From: "Derrick Stolee via GitGitGadget" <gitgitgadget@gmail.com>
To: git@vger.kernel.org
Cc: szeder.dev@gmail.com, newren@gmail.com,
Derrick Stolee <dstolee@microsoft.com>,
Junio C Hamano <gitster@pobox.com>,
Derrick Stolee <dstolee@microsoft.com>
Subject: [PATCH v2 1/1] sparse-checkout: respect core.ignoreCase in cone mode
Date: Fri, 13 Dec 2019 18:09:53 +0000 [thread overview]
Message-ID: <dc97d5a0d2a39d3888b75e1154770817e16c3112.1576260593.git.gitgitgadget@gmail.com> (raw)
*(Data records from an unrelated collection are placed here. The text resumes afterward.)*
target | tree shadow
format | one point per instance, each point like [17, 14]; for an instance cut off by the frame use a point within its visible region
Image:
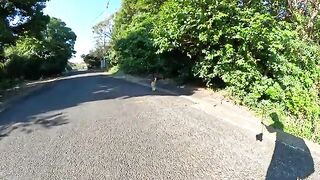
[287, 161]
[47, 122]
[45, 106]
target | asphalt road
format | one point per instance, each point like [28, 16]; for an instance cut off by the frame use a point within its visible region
[99, 127]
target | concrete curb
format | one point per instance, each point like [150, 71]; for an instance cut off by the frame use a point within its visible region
[253, 126]
[25, 92]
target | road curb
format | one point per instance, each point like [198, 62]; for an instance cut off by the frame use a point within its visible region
[254, 125]
[25, 92]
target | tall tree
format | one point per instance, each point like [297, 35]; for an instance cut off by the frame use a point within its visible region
[103, 34]
[19, 17]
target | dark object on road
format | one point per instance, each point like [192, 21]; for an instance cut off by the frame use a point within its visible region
[288, 162]
[259, 137]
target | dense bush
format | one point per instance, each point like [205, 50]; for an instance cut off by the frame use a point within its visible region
[133, 49]
[32, 58]
[266, 55]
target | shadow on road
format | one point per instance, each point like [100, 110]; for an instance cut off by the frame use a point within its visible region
[43, 107]
[288, 162]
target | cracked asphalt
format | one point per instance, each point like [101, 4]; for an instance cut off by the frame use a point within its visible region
[99, 127]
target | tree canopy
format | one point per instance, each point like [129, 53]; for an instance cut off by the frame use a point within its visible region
[32, 44]
[266, 53]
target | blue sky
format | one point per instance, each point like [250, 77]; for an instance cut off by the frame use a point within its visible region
[80, 16]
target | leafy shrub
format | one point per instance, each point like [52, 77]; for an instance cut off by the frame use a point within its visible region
[259, 54]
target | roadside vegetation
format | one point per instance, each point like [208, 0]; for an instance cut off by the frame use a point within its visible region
[264, 54]
[32, 45]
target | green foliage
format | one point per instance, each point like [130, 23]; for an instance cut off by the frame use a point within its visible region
[92, 60]
[266, 54]
[32, 58]
[133, 49]
[27, 16]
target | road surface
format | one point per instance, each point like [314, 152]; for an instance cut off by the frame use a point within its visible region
[98, 127]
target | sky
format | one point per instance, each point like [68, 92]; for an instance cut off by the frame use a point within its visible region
[81, 16]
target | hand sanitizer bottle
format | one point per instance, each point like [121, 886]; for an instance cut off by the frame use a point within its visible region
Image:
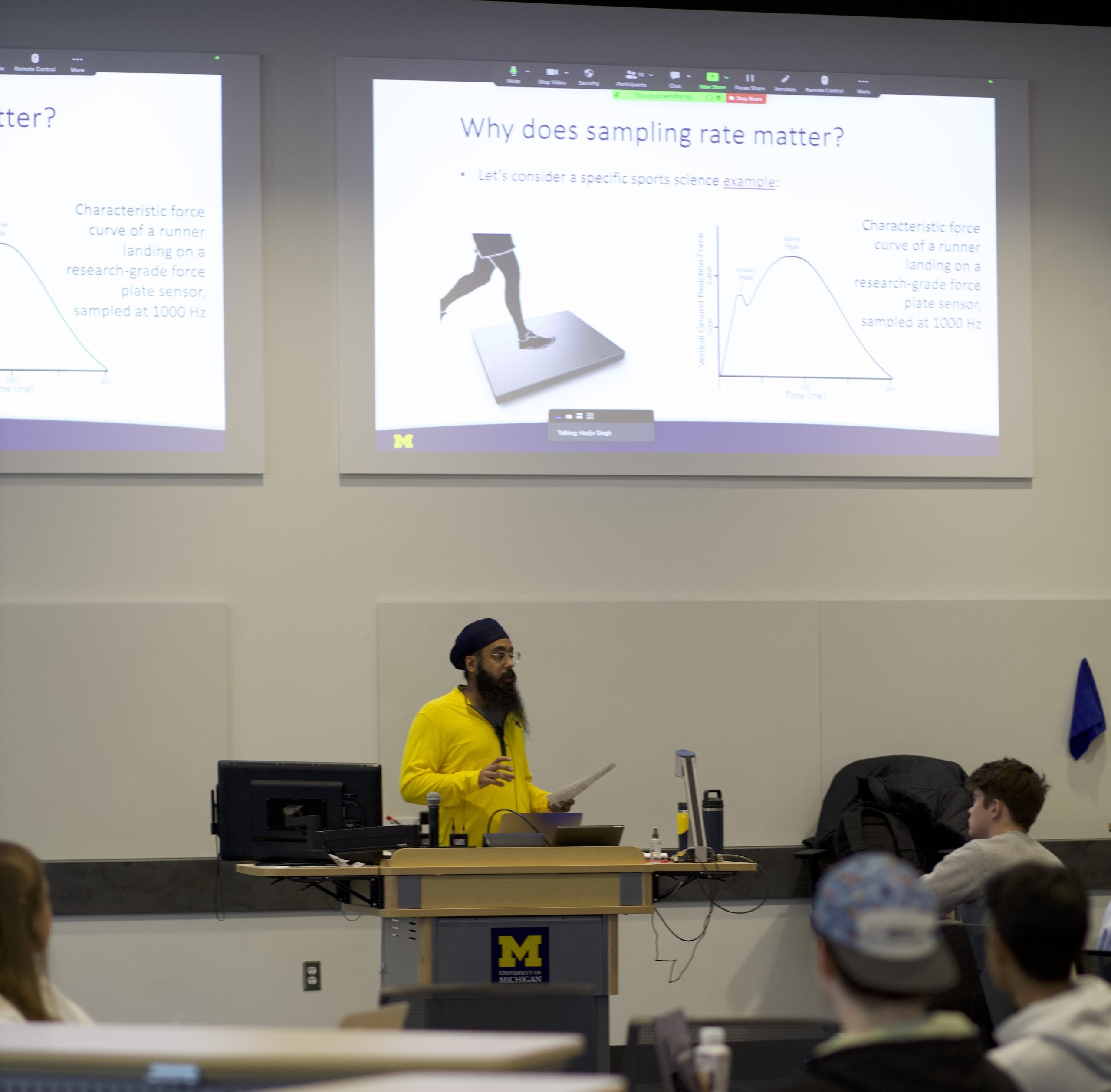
[713, 1060]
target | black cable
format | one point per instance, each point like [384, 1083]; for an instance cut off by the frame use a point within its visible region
[673, 978]
[519, 816]
[218, 890]
[764, 899]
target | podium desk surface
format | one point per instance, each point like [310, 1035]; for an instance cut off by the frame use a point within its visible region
[503, 861]
[226, 1053]
[477, 1082]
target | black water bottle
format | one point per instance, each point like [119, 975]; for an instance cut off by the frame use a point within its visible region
[434, 819]
[713, 820]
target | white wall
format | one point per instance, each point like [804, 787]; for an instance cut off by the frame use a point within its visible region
[302, 559]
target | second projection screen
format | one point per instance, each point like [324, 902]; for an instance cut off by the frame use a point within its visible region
[578, 262]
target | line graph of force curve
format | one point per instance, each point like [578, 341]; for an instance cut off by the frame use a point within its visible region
[787, 324]
[35, 336]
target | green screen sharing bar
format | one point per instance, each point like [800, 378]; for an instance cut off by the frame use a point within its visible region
[673, 96]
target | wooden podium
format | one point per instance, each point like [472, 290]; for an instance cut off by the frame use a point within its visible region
[497, 916]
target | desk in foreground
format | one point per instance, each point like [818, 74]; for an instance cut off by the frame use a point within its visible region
[479, 882]
[479, 1082]
[263, 1055]
[503, 918]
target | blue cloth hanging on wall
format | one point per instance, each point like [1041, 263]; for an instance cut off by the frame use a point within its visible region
[1088, 719]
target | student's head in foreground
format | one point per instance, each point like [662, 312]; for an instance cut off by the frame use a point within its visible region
[1007, 795]
[879, 944]
[1039, 925]
[25, 930]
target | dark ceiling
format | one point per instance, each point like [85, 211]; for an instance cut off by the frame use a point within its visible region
[1078, 15]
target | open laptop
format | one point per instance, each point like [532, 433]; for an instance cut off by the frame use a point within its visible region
[608, 835]
[542, 823]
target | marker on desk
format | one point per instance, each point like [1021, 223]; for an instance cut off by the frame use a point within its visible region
[434, 819]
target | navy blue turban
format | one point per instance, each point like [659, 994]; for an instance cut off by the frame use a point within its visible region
[475, 638]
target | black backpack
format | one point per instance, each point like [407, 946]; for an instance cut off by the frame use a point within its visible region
[870, 823]
[906, 805]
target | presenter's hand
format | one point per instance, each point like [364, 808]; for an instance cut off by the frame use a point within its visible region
[497, 774]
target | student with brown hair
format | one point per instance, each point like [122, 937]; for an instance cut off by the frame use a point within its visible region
[26, 921]
[1007, 797]
[1060, 1039]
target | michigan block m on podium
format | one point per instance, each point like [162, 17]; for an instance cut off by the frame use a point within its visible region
[495, 937]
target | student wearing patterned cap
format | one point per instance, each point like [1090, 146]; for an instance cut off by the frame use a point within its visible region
[469, 744]
[879, 954]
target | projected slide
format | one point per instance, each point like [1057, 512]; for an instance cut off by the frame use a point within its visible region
[572, 260]
[112, 334]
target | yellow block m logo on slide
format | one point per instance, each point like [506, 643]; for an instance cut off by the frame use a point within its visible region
[527, 950]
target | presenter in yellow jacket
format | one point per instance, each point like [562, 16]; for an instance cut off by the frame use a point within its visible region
[469, 744]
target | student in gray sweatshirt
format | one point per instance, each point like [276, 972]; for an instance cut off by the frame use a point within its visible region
[1007, 797]
[1060, 1039]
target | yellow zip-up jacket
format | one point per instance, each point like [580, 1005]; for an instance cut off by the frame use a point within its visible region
[449, 742]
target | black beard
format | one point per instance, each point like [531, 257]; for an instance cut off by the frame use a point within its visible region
[501, 696]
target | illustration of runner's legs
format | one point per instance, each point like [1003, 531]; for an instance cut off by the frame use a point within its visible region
[506, 260]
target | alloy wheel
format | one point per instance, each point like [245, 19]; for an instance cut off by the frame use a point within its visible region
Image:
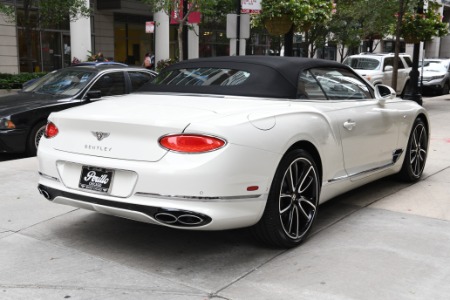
[418, 150]
[298, 198]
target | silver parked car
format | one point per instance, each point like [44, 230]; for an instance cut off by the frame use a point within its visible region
[377, 68]
[435, 76]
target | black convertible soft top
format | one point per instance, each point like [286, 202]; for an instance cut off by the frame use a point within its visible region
[270, 76]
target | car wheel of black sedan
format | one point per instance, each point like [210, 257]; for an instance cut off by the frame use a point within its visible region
[416, 153]
[293, 201]
[34, 137]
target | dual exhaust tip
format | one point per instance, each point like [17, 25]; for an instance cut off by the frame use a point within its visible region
[181, 218]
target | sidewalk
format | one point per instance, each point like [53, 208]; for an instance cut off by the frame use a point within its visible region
[386, 240]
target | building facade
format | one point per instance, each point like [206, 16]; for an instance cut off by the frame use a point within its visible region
[118, 30]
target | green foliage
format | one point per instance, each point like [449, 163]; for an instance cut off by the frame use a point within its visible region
[302, 13]
[416, 27]
[15, 81]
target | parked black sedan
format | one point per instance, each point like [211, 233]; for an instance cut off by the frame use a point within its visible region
[23, 116]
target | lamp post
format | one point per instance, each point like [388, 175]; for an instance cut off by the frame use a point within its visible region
[413, 92]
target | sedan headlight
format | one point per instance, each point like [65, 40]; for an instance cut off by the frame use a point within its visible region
[6, 123]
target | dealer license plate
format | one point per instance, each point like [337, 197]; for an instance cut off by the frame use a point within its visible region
[96, 179]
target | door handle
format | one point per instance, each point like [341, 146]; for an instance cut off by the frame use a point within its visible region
[349, 124]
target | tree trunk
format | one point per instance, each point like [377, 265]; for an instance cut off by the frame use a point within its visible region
[180, 41]
[397, 46]
[289, 42]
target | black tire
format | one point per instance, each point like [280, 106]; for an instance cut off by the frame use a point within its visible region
[416, 153]
[445, 89]
[293, 202]
[33, 138]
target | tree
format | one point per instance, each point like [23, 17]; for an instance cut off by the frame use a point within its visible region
[416, 24]
[361, 20]
[302, 15]
[38, 14]
[181, 17]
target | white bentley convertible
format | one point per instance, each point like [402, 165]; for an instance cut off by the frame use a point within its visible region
[231, 142]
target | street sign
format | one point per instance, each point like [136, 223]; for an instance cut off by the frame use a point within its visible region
[251, 6]
[150, 27]
[244, 26]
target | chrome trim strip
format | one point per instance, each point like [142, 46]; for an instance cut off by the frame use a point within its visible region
[48, 177]
[197, 198]
[361, 173]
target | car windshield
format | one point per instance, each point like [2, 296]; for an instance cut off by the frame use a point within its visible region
[62, 82]
[362, 63]
[202, 76]
[434, 66]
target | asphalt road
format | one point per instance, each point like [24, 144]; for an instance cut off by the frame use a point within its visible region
[386, 240]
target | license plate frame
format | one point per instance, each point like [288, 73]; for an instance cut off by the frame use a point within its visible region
[95, 179]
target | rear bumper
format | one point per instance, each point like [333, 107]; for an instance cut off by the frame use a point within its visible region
[188, 214]
[13, 141]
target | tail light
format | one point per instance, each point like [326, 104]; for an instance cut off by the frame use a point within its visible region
[51, 130]
[191, 143]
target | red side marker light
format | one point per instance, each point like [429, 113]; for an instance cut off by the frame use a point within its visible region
[191, 143]
[51, 130]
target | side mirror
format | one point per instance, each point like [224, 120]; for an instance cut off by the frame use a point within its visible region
[93, 94]
[384, 92]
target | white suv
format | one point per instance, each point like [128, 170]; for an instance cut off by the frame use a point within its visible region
[377, 68]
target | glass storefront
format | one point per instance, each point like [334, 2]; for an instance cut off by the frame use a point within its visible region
[41, 50]
[130, 40]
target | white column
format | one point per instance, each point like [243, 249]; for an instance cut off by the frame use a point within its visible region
[80, 37]
[193, 41]
[162, 50]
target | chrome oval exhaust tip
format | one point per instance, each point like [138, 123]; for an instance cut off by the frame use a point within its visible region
[166, 218]
[44, 193]
[190, 220]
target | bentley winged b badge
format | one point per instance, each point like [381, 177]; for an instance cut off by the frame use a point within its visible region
[100, 135]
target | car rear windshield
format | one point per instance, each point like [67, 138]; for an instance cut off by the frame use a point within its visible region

In-Reply-To: <pull.488.v2.git.1576260593.gitgitgadget@gmail.com>
From: Derrick Stolee <dstolee@microsoft.com>
When a user uses the sparse-checkout feature in cone mode, they
add patterns using "git sparse-checkout set <dir1> <dir2> ..."
or by using "--stdin" to provide the directories line-by-line over
stdin. This behaviour naturally looks a lot like the way a user
would type "git add <dir1> <dir2> ..."
If core.ignoreCase is enabled, then "git add" will match the input
using a case-insensitive match. Do the same for the sparse-checkout
feature.
Perform case-insensitive checks while updating the skip-worktree
bits during unpack_trees(). This is done by changing the hash
algorithm and hashmap comparison methods to optionally use case-
insensitive methods.
When this is enabled, there is a small performance cost in the
hashing algorithm. To tease out the worst possible case, the
following was run on a repo with a deep directory structure:
git ls-tree -d -r --name-only HEAD |
git sparse-checkout set --stdin
The 'set' command was timed with core.ignoreCase disabled or
enabled. For the repo with a deep history, the numbers were
core.ignoreCase=false: 62s
core.ignoreCase=true: 74s (+19.3%)
For reproducibility, the equivalent test on the Linux kernel
repository had these numbers:
core.ignoreCase=false: 3.1s
core.ignoreCase=true: 3.6s (+16%)
Now, this is not an entirely fair comparison, as most users
will define their sparse cone using more shallow directories,
and the performance improvement from eb42feca97 ("unpack-trees:
hash less in cone mode" 2019-11-21) can remove most of the
hash cost. For a more realistic test, drop the "-r" from the
ls-tree command to store only the first-level directories.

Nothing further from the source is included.